The agency argues that the protest is untimely. With respect to Jones' contention that the agency improperly evaluated the firm's proposal, we agree.

Our Bid Protest Regulations, 4 C.F.R. Part 21 (1987), provide that protests, other than those based on alleged solicitation improprieties, must be filed with either the contracting agency or this Office within 10 working days of when the basis for the protest is known or should have been known. 4 C.F.R. Sec. 21.2(a)(2). If a protest has been filed initially with the contracting agency, any subsequent protest to this Office must be filed within 10 working days of the protester's actual or constructive knowledge of initial adverse agency action on the agency- level protest. Id. Sec. 21.2(a)(3). Initial adverse agency action may consist of the agency's reaffirmation of its position at a debriefing conference followed by the award of a contract. Priest & Fine, Inc., B-210737, July 5, 1983, 83-2 CPD Para. 54. Once informed of initial adverse agency action, a protester may not delay filing a subsequent protest with this Office while it awaits written notice of the agency's action on its protest, see Sheraton South Hills, B-225092, Nov. 10, 1986, 86-2 CPD Para. 548, or while it continues to pursue the protest with the agency. Linn Timber, Inc.-- Reconsideration, B-225430.2, Nov. 18, 1986, 86-2 CPD Para. 584.

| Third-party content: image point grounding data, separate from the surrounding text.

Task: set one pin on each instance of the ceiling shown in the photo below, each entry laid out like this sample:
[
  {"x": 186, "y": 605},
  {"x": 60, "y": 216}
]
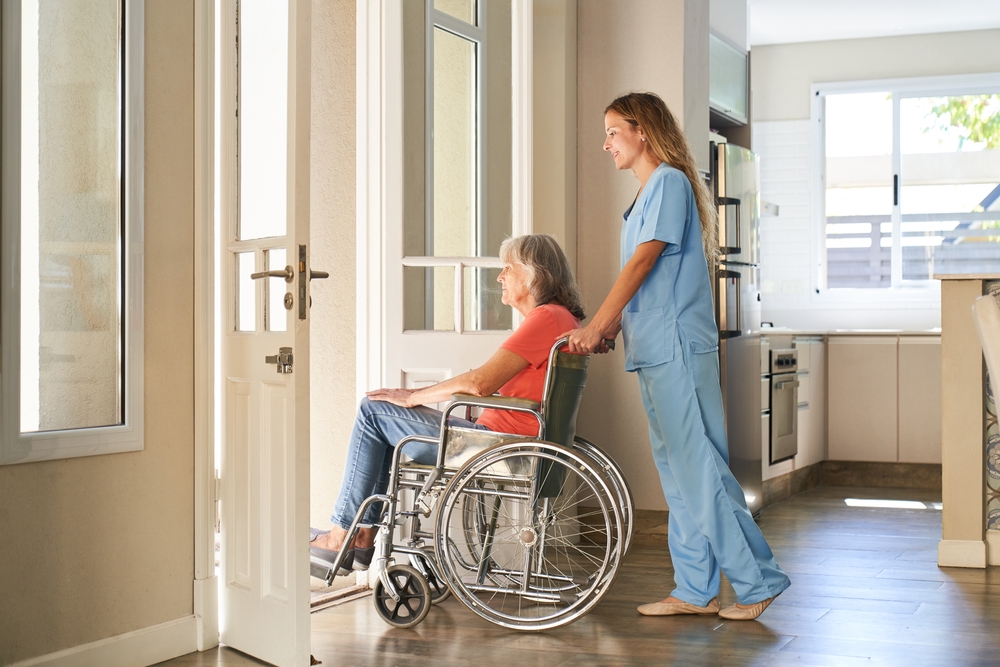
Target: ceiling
[{"x": 787, "y": 21}]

In this case, Jones filed its protest with the agency immediately after learning that it had not been selected for award. The firm claimed that the agency had evaluated its proposal improperly. In response to the protest, the agency debriefed Jones to explain and defend its evaluation of the proposal. Jones filed a protest with this Office, 24 working days later, again alleging an improper evaluation and this time citing in support of its position specific proposal weaknesses discussed during the debriefing.

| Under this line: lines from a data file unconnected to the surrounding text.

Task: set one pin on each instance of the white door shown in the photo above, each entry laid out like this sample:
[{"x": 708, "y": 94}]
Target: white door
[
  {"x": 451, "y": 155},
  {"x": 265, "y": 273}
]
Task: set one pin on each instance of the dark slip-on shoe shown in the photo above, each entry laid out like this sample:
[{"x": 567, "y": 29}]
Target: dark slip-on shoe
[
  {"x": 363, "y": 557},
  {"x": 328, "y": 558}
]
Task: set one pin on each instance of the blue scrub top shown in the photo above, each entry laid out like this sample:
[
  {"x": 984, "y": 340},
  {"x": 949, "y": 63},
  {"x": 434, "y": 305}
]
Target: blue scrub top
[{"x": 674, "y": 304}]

In our view, Jones was on notice as a result of the debriefing that, contrary to what Jones asserted in its agency-level protest, the agency believed that its evaluation of Jones' proposal had been proper. The agency's defense of its evaluation at the debriefing constituted initial adverse agency action on the protest to the agency such that any subsequent protest to this Office should have been filed within 10 working days of April 20, but was not filed until 24 working days later.

We find no merit to Jones' contention that the agency should have downgraded NPI's proposal because of its lack of experience as a separate entity. We have recognized that where, as here, an offeror represents in its proposal that resources of its parent company will be committed to the contract, the agency properly may consider the experience of the offeror's parent company in evaluating its proposal. Vector Engineering, Inc., B-200536, July 7, 1981, 81-2 CPD Para. 9.

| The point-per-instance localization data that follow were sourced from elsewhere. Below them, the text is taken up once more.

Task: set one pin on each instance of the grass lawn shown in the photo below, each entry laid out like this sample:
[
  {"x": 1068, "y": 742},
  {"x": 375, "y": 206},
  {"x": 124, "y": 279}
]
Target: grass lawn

We dismiss the protester's remaining contentions concerning the relationship between NPI and its parent company. In this regard, the protester contends that NPI does not have the capacity to perform the contract because of its lack of experience and because the resources of the parent company upon which NPI must rely may not be available. These contentions all relate to the issue of whether the awardee is responsible.

The Federal Acquisition Regulation (FAR) requires that prior to the award of any contract the contracting officer must make an affirmative determination that the proposed awardee is responsible. FAR, 48 C.F.R. Sec. 9.103(b) (1986). To be responsible a prospective contractor must have, among other things, the resources, experience, and technical skills needed to perform the contract, or the ability to obtain them. FAR, 48 C.F.R. Sec. 9.104-1. Because a determination of responsibility is in large part a subjective judgment, our regulations provide that we will not review an affirmative responsibility determination absent a showing that such determination was made fraudulently or in bad faith or that definitive responsibility criteria contained in the solicitation were not met. 4 C.F.R. Sec. 21.3(f)(5). There has been no such showing here.

The protest is dismissed in part and denied in part.